Interestingly, the next day as I travelled to work on my own for the first time, I encountered similar difficulty with traffic and full Tro Tros passing by. A cab tooted and so I signalled for him to come over and asked cab how much to take me to Zongo Junction Medina to catch the Adenta Tro Tro.
“8 cedis! Yesterday, I went for 3 cedis.”
“No” and he drove off without further negotiation. No discussion. Oh well.
As someone else joined me waiting for the Tro Tro I shared the taxi story and he told me, “it is because you are a white woman”.
To which I replied, “he thinks I am a stupid white woman” and this made my new friend laugh and I was happy my story made him smile.
Sometimes the taxi cabs will ask more of Obruni. That can be frustrating at times since I am not used to negotiating in Canada – I rarely take a taxi and in Canada taxis are metered so negotiating is rarely an option.
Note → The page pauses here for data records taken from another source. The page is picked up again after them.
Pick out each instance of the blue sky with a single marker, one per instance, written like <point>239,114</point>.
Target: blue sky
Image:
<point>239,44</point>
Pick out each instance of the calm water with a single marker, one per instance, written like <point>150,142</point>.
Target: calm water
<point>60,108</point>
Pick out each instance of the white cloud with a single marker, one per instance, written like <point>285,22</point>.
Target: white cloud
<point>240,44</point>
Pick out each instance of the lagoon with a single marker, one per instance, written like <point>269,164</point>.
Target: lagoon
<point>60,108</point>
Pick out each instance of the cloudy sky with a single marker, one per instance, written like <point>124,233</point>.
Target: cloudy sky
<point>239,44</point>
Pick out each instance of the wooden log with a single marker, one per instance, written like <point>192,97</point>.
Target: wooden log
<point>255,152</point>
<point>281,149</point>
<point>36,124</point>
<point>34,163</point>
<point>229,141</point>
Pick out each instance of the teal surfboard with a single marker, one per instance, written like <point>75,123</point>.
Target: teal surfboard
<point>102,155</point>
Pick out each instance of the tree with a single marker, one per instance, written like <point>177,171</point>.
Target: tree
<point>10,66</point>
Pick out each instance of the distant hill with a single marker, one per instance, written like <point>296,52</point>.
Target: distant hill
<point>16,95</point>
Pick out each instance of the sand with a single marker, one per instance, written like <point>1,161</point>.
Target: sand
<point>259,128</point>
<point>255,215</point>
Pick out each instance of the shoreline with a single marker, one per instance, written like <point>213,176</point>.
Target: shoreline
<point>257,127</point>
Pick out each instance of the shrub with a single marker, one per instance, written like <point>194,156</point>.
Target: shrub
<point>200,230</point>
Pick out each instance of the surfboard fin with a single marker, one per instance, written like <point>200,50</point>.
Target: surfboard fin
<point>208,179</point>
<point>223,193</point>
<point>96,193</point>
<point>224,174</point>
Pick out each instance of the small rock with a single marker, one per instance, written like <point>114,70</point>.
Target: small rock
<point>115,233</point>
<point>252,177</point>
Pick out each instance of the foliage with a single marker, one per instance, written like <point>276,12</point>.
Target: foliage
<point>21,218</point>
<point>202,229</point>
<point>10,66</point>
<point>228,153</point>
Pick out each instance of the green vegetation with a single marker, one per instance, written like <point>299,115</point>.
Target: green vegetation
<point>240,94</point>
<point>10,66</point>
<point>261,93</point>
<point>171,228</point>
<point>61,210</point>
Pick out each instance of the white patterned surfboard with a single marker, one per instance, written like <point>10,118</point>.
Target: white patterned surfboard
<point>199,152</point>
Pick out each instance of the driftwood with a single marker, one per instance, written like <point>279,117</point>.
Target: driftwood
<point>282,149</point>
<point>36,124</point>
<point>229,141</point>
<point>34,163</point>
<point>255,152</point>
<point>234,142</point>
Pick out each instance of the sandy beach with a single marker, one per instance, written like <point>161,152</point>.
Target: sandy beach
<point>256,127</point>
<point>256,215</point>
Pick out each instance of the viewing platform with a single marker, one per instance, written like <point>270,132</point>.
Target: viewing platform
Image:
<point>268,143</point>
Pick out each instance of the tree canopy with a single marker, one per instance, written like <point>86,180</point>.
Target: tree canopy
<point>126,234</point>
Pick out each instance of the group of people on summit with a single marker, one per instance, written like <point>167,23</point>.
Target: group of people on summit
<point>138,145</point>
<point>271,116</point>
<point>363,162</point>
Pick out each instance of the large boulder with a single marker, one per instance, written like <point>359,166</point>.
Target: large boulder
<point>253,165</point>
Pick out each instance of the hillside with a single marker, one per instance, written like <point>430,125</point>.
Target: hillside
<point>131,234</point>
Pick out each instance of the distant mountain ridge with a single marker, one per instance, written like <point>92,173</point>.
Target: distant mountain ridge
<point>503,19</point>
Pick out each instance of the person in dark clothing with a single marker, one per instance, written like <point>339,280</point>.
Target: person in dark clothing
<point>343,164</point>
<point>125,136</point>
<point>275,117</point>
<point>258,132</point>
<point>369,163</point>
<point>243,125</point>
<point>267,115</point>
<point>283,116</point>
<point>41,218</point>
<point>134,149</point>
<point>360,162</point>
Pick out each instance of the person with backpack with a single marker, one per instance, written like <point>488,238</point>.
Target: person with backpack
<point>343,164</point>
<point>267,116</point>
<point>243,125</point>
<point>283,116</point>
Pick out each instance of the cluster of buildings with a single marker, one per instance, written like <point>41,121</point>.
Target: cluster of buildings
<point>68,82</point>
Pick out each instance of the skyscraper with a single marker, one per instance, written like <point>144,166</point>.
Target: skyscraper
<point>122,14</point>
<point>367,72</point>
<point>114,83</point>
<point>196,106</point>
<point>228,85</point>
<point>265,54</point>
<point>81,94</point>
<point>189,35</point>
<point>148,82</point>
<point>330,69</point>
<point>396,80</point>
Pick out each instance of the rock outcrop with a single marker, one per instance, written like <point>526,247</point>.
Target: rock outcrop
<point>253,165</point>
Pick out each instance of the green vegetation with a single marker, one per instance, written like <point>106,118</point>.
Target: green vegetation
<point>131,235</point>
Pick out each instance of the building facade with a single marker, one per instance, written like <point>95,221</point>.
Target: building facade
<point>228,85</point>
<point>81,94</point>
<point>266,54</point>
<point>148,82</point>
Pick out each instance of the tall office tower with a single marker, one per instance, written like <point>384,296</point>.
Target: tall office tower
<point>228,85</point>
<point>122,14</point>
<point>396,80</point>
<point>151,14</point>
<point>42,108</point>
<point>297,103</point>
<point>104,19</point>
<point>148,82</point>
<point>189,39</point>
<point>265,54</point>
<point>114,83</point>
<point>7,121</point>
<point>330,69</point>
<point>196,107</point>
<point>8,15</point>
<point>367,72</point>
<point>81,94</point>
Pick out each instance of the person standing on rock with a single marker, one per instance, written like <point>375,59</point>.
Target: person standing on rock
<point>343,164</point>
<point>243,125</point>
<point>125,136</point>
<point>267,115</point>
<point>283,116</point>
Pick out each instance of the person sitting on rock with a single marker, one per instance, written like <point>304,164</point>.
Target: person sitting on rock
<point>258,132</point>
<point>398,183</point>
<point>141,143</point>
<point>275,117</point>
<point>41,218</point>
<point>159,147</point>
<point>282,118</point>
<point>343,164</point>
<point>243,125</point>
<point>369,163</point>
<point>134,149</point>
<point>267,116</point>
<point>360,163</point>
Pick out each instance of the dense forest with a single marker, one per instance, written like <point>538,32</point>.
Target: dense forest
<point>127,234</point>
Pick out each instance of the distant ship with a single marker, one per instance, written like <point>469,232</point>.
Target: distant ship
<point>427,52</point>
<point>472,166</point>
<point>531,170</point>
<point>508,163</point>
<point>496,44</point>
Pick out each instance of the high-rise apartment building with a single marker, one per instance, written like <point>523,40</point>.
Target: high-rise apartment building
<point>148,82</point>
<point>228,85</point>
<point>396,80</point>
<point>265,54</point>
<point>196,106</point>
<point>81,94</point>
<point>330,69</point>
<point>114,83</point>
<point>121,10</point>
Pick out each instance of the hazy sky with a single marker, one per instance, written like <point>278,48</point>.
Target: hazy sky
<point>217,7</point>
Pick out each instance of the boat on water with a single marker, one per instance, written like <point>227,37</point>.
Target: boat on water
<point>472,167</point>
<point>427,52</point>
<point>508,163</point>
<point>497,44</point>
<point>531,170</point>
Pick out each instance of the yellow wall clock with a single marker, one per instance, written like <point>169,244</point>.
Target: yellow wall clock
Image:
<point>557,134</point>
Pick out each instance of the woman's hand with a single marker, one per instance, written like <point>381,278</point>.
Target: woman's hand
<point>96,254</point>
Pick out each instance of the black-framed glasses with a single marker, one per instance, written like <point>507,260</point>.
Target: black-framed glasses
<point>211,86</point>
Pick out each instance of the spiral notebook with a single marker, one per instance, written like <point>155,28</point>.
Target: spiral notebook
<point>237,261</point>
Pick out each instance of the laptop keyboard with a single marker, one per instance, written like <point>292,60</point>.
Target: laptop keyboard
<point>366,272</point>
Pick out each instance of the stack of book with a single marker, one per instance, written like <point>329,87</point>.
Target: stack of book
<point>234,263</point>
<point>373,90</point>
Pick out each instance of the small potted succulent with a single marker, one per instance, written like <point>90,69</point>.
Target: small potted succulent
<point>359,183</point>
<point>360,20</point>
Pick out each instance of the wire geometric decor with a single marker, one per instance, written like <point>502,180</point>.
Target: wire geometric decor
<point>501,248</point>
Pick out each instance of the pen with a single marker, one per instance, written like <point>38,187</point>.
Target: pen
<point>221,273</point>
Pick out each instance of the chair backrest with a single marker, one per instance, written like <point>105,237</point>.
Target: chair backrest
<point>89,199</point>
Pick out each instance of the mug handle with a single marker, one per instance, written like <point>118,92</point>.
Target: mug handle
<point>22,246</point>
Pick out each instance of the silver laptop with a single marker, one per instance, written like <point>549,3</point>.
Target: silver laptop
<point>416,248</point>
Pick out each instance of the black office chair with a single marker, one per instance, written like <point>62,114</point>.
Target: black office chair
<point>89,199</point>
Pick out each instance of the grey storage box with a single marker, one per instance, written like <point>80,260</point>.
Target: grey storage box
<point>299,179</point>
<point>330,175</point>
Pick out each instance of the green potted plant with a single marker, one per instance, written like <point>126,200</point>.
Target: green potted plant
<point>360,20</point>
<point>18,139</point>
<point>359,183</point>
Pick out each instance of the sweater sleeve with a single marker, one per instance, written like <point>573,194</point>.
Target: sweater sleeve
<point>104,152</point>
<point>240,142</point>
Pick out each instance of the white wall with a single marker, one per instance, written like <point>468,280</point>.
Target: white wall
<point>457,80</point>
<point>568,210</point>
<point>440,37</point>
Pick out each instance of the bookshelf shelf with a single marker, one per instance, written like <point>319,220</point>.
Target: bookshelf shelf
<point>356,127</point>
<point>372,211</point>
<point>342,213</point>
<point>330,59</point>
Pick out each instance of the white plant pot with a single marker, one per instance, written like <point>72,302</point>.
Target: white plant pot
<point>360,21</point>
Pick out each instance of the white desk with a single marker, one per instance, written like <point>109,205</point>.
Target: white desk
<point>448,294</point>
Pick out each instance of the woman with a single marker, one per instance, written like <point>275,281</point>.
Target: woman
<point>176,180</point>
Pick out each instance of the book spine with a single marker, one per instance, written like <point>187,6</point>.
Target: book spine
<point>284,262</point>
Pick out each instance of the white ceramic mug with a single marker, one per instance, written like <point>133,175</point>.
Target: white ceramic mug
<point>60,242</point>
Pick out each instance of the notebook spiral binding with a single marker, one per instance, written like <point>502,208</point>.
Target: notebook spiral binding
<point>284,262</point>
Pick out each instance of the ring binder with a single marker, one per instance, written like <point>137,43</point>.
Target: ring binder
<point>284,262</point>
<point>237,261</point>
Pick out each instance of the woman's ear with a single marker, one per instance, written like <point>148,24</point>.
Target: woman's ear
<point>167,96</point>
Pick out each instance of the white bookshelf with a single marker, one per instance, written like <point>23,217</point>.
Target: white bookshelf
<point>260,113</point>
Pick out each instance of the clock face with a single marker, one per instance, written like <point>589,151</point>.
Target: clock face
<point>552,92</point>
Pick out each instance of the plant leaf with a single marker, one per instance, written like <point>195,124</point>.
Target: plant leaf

So, to bargain or not to bargain?
While the travel guide, and perhaps friends will say, bargain, it is really a personal choice. Now that I know the approximate value of cab rides, the negotiating has come easier, for cab rides at least…or perhaps it is more appropriate to say that the decision making has become easier. I can decide, I like his price or I do not like his price. There lots of other cabs. I come back with what I think is a reasonable price and a bit high and usually they will accept. For me, it is more important to build relationships than save one or two cedi. If I was staying for a year, I may have a different outlook although at the end of the day I know that the cabbies, like all of us, are just trying to support their family.